The Great Gatsby- Some Key Quotations and Explanations

Here are some of the key quotations in the novel, with some points about them. If you find others, add them...

"...life is much more successfully looked at from a single window, after all." (p.10)

This metaphor suggests one needs to concentrate on one aspect of life. This also serves as a metaphor for Fitzgerald's narrative technique; a single narrator who is given glimpses into other people's lives. As a reader we must be aware of Nick, the unreliable narrator. The novel is full of verisimilitudes.

"I was within and without, simultaneously enchanted and repelled by the inexhaustible variety of life." (p.37)

Nick is paradoxically within and without. He fits in but feels he doesn't belong. The quotation sums up the partially involved narrator created by Fitzgerald.
This statement seems to also link to Fitzgerald's own attitude towards the Roaring Twenties.


"On a Sunday morning while the church bells rang...the world and its mistress returned to Gatsby's house and twinkled hilariously on his lawn." (p.60)

We are specifically told that Sabbath Day is is celebrated with parties. Gatsby seeks mystical union, but not with God; he hopes his parties will bring him closer to Daisy. Faith has been replaced by 'twinkling', a superficial hilarity.

"...the rock of the world was founded securely on a fairy's wing..." (p.96)

This concrete image describes the impossibility of Gatsby's dreams coming true. As a teenager, Gatsby imagined "the most grotesque and fantastic conceits." Gatsby, however, persuaded himself that he could build a future upon them; a dream as hopeless as balancing a rock on a fairy's wing.


"...he had committed himself to the following of a grail." (p.142)

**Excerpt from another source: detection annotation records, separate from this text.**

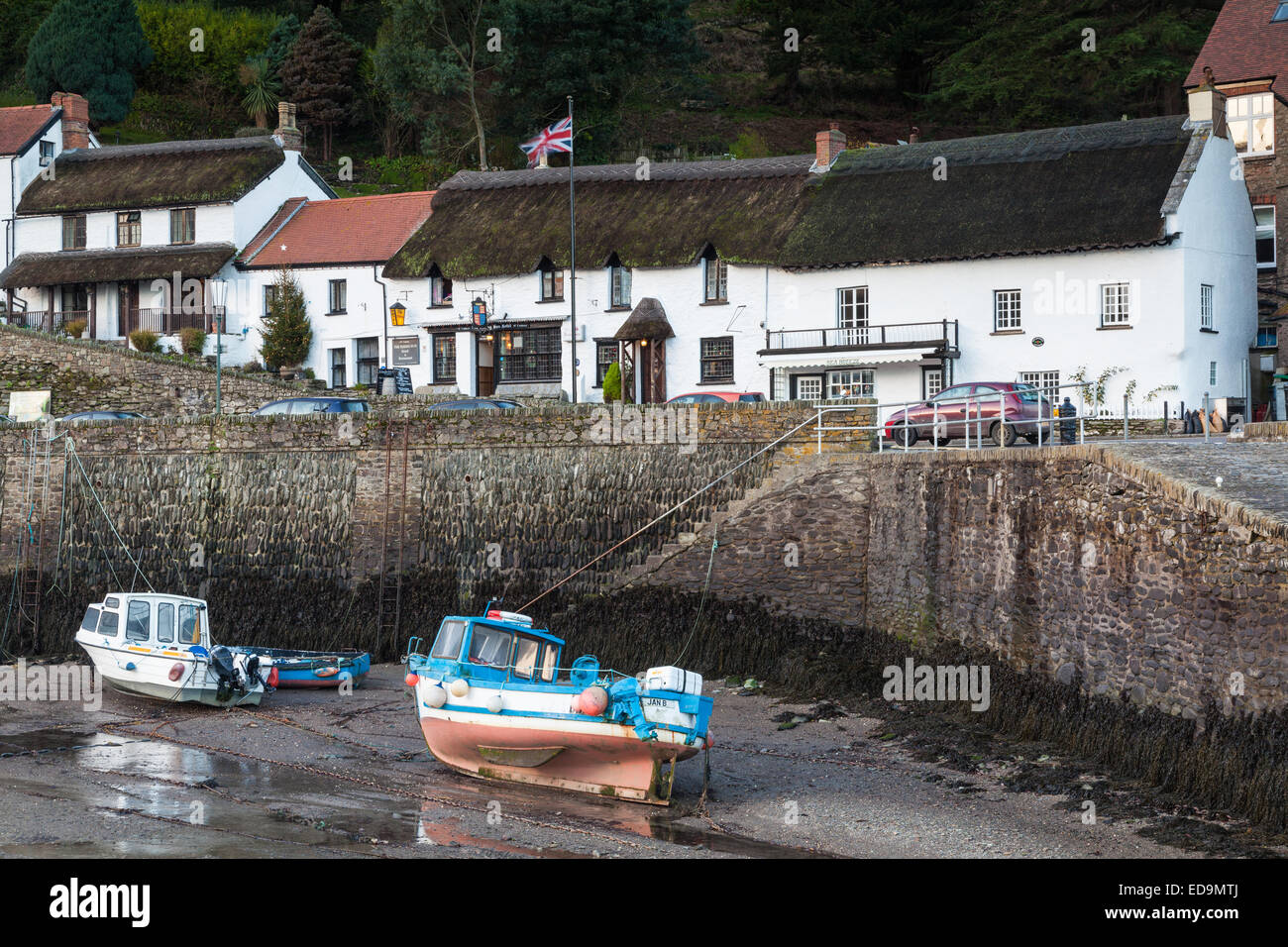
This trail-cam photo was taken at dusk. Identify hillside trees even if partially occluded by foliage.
[26,0,152,123]
[280,7,360,161]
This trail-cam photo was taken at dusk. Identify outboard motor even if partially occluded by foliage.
[210,646,241,703]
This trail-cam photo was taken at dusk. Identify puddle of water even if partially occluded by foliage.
[0,727,126,753]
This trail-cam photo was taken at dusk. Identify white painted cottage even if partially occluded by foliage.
[0,103,335,359]
[0,91,98,277]
[241,191,434,388]
[385,95,1257,420]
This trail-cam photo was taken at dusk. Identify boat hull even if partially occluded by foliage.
[420,706,700,805]
[76,633,265,707]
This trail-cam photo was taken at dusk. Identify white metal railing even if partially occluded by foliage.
[814,381,1097,454]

With this metaphor, Nick romantically links Daisy and Gatsby to the Arthurian legend. The Holy Grail was the legendary cup in which Joseph of Arimathea caught the blood of Christ on the cross. In Arthurian legend, only the purist of knights were able to undertake the sacred quest to find the grail.

"They were careless people, Tom and Daisy- they smashed up things...and then retreated back into their money or their vast carelessness..." (p.170)

Nick's judgement could be interpreted as Fitzgerald's view on the Roaring Twenties.  Fitzgerald wrote to Marya Mannes, a friend: "The young in America are brave, shallow, cynical, impatient and empty. I like them not...America is so decadent that its brilliant children are damned almost before they are born."

"So we beat on, boats against the current, borne back ceaselessly to the past." (p.172)

This serves as a metaphor. The pursuit of the American dream and an ideal future was imperative, but, in reality the dream is a hope of recovering the past. Nick is aware that the dream isn't achievable, but paradoxically, he still strives towards it. Americans pursue the dream, only to find that, like Nick, they must go back to their past.